Ø Sebagai demonstrator guru harus menunjukkan sikap-sikap terpuji. Dalam setiap kehidupan, guru merupakan sosok yang ideal bagi setiap siswa. Biasanya apa yang dilakukan guru akan menjadi acuan bagi siswa. Dengan demikian, berarti dalam konteks ini guru berperan sebagai model dan teladan bagi setiap siswa.


Ø Sebagai demonstrator guru harus dapat menunjukkan bagaimana caranya agar setiap materi pelajaran bias lebih dipahami dan dihayati oleh setiap siswa. Oleh karena itu, sebagai demonstrator erat kaitannya dengan perencanaan strategi pembelajaran yang lebih efektir.[8]
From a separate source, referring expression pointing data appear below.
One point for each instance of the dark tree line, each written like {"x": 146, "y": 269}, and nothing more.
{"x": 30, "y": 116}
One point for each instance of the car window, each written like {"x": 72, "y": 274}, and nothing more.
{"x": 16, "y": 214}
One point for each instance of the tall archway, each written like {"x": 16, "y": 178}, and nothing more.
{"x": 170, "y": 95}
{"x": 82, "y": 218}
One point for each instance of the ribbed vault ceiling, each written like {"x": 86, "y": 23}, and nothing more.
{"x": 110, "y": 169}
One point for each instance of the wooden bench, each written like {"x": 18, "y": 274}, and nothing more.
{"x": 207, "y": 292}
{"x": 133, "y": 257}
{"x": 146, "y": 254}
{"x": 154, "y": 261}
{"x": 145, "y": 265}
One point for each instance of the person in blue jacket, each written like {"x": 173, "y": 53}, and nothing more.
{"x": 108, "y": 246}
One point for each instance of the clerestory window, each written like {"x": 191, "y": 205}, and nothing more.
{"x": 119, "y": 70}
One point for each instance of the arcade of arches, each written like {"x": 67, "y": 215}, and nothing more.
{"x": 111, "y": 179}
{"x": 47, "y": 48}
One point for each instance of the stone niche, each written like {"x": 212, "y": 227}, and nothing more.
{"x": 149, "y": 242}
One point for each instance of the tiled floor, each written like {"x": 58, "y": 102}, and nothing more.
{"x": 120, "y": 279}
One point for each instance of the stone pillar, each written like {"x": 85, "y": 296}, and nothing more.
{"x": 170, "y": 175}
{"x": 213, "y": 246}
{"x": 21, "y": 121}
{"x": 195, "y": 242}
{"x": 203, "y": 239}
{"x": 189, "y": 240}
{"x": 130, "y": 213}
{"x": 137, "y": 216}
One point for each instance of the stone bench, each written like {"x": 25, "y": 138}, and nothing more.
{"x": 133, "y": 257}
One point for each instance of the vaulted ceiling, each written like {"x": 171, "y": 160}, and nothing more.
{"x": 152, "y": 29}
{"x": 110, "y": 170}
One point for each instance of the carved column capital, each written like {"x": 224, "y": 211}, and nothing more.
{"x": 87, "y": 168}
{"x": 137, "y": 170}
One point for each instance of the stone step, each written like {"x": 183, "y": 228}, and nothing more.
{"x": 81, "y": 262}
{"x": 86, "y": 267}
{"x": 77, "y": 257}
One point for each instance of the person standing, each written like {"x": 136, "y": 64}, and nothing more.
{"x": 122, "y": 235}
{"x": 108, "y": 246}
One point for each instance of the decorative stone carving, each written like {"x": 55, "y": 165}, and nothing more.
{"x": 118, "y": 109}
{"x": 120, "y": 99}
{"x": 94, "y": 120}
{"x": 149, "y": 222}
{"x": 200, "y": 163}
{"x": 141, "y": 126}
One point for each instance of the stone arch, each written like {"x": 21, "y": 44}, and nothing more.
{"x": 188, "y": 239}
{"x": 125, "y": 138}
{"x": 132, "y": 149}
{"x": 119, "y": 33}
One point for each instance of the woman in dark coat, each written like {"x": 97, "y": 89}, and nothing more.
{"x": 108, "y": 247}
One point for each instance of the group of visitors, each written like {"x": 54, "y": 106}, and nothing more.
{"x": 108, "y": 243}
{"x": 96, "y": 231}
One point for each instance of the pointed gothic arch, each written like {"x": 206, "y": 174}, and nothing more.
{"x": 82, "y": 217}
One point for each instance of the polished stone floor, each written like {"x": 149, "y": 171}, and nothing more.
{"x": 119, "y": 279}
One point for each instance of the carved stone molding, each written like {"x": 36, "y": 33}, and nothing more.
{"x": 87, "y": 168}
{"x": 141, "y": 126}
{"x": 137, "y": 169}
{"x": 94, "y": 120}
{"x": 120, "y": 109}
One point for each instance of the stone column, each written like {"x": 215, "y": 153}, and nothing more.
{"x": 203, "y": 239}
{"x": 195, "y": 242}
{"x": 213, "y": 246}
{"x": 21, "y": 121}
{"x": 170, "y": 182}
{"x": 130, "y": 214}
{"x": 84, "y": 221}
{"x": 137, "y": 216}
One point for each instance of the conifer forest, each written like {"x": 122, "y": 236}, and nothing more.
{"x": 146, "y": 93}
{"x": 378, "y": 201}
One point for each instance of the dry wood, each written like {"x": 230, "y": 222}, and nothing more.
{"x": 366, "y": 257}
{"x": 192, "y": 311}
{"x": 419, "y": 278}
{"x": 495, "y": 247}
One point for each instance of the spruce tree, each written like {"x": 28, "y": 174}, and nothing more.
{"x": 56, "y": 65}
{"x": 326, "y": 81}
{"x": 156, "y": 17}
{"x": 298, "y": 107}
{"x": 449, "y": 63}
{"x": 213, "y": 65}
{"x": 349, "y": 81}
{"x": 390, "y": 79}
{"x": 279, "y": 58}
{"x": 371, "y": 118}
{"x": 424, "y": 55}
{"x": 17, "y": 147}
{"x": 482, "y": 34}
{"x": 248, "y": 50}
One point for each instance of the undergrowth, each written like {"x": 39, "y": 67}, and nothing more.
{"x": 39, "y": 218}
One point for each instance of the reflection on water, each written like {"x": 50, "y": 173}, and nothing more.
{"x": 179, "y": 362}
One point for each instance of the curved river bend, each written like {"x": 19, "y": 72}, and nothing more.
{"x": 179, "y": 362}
Guru sebagai pengelola kelas


Tujuan pengelolaan kelas adalah menyediakan dan menggunakan fasilitas kelas untuk bermacam-macam kegiatan belajar dan mengajar agar mencapai hasil belajar yang baik. Sebagai pengelola, guru berperan dalam menciptakan iklim belajar yang memungkinkan siswa dapat belajar secara nyaman. Melalui pengelolaan kelas yang baik guru dapat menjaga kelas agar tetap kondusif untuk terjadinya proses belajar siswa.


Guru sebagai Fasilitator


Sebagai fasilitator, guru hendaknya memiliki pengetahuan dan pemahaman yang cukup tentang media pendidikan, karena media pendidikan merupakan alat komunikasi untuk lebih mengefektifkan proses belajar mengajar. Sebagai mediator, guru menjadi perantara hubungan antar manusia. Dalam konteks kepentingan ini, guru harus terampil mempergunakan pengetahuan tentang bagaimana orang berinteraksi dan berkomunikasi.[9]


Guru sebagai Evaluator 


Fungsi ini dimaksudkan agar guru mengetahui apakah tujuan yang telah dirumuskan telah tercapai atau belum, dan apakah materi yang sudah diajarkan sudah cukup tepat. Dengan melakukan penilaian guru akan dapat mengetahui keberhasilan pencapaian tujuan, penguasaan siswa terhadap pelajaran serta keefektifan metode mengajar. Dalam peran ini, guru menyimpulkan data atau informasi tentang keberhasilan pembelajaran yang telah dilakukan. Terdapat dua fungsi dalam memerankan perannya sebagai evaluator, yaitu :


Ø Untuk menentukan keberhasilan siswa dalam mencapai tujuan yang telah ditentukan atau menentukan keberhasilan siswa dalam menyerap materi kurikulum.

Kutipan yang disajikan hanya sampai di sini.